Результатом данной формы интернационализации является образование на обширной территории расселения народов Севера нескольких региональных систем национальных общностей, которые возникают под влиянием специфических природно данных условий на основе соответствующих хозяйственно-культурных типов, обогащаясь затем в процессе интернационализации. Каждая из региональных систем формирует интегральный тип культуры, включающий элементы различных видов хозяйства (и соответствующего образа жизни) при доминирующем положении одного из них. Это культуры на базе охотничьего промысла на пушных зверей и птиц, рыболовства, оленеводства и морского зверобойного промысла.

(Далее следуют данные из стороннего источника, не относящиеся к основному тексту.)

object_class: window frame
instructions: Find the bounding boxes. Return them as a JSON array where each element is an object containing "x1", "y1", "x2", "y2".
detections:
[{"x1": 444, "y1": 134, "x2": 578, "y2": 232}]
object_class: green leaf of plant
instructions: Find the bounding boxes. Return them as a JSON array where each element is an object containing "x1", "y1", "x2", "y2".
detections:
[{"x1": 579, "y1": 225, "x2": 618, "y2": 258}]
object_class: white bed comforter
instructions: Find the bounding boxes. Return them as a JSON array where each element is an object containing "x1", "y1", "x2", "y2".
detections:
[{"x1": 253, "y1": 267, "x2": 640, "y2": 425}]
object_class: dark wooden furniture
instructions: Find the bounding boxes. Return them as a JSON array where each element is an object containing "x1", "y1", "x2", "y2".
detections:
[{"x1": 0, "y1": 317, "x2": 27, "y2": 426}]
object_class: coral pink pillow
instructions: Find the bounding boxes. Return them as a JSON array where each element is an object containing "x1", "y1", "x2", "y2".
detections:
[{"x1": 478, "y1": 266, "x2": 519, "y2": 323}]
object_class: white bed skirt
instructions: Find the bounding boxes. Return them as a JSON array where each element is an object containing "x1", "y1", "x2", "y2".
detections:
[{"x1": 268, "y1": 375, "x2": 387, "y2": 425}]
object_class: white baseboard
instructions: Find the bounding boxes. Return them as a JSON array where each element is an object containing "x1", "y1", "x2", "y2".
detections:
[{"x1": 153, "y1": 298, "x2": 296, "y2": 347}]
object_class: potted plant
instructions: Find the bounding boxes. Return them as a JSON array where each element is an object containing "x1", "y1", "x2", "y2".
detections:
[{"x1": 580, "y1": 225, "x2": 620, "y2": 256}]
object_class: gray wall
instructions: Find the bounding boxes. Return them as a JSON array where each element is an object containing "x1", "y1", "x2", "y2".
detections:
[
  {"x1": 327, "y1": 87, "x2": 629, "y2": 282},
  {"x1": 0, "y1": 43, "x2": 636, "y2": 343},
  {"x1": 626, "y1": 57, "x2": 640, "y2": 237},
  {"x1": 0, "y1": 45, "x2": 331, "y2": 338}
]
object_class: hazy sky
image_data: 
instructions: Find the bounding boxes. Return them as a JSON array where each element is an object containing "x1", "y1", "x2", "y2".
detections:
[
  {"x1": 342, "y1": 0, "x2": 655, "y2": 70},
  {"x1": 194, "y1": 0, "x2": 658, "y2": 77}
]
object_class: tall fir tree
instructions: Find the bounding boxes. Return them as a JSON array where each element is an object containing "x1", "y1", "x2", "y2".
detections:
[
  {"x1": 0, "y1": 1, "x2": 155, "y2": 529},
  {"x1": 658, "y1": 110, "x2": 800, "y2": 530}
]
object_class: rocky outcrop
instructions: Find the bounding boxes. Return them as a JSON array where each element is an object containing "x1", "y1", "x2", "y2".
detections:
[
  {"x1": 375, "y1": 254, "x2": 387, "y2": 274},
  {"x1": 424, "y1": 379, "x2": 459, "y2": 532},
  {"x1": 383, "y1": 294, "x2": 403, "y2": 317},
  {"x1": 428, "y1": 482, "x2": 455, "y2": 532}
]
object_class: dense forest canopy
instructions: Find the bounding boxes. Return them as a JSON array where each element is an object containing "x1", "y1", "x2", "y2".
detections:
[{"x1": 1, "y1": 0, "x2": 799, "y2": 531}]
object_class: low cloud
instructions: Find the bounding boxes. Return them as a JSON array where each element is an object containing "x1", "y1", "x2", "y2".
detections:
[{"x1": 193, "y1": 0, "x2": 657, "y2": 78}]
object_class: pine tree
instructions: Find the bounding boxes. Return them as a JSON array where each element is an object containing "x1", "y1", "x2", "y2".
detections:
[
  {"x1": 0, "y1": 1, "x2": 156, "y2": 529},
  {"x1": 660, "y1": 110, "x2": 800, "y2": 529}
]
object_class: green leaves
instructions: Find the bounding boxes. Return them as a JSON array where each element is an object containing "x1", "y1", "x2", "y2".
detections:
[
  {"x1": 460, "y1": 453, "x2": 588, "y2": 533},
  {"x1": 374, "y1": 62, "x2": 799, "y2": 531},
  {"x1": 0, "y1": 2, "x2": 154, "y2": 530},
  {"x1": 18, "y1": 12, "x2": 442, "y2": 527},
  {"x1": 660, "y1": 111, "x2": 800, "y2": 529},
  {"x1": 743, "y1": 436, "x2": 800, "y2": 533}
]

Будучи региональными, системы национальных общностей не являются изолированными. Взаимодействуя друг с другом, они образуют некоторый социокультурный комплекс как основу циркумполярной (арктической) цивилизации. В то же время взаимодействие народов Севера между собой не способствует выходу их развития за пределы традиционного общества. Этот выход определяется контактами данных народов с другими национальными общностями. В частности, с момента присоединения Сибири к России в XVI в. определяющее значение здесь принадлежит взаимодействию с русским населением.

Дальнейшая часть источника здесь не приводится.